The biggest draw in Nevada is its lack of state income tax on any form of retirement income.

This includes pensions, IRA withdrawals, and Social Security benefits. The state also has no inheritance or estate tax, which can benefit long-term planning.

Sales taxes typically range from 6.85% to over 8%, depending on the area, but for retirees focused on minimizing taxes on income, Nevada remains one of the most efficient states.

Wyoming

Wyoming is one of the most tax-efficient states in the country, but it often flies under the radar. It has no state income tax, and property taxes are among the lowest nationwide, with an average effective rate of about 0.53%.

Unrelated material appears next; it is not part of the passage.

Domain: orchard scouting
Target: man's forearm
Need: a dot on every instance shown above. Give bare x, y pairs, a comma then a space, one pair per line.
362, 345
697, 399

Sales tax is also relatively low at 4% statewide, with modest local additions. For retirees, this combination means minimal taxation across income, property, and spending.

South Dakota

Another low-tax option, South Dakota has no state income tax or inheritance tax. Property taxes are also relatively low, averaging about 1% effective rates.

Sales tax is around 4.2% statewide, with local rates bringing totals closer to 6% to 7% in some areas. The lack of income tax, combined with moderate property taxes, makes it one of the most cost-efficient states overall.

Delaware

Delaware takes a different approach but still offers strong advantages. While it does have a state income tax, retirees over 60 can exclude up to $12,500 in retirement income per person. For a married couple, that's up to $25,000 shielded from state taxes.

The state also has no sales tax, which can save retirees hundreds to thousands of dollars annually on everyday purchases. Property taxes are relatively low, with average effective rates around 0.54%, making Delaware one of the more balanced low-tax options.

Pennsylvania

Pennsylvania is one of the most favorable states for retirees when it comes to income taxes. The state does not tax Social Security, pensions, or retirement account withdrawals for residents over age 59 1/2. That effectively eliminates state income tax on most retirement income.

Property taxes average around 1.26% effective rates, which is higher than in some states but still manageable depending on location. For retirees focused on minimizing taxes on income, Pennsylvania stands out as one of the most overlooked options.

Bottom line

The difference between high-tax and low-tax states can add up quickly. A retiree withdrawing $60,000 per year in a no-income-tax state like Florida, Texas, or Nevada could pay nothing in state income tax. In a higher-tax state, that same retiree might owe $3,000 to $6,000 annually.

Over time, that gap could exceed as much as $100,000. For retirees looking to make the right moves, choosing a tax-friendly state can make a meaningful difference year after year.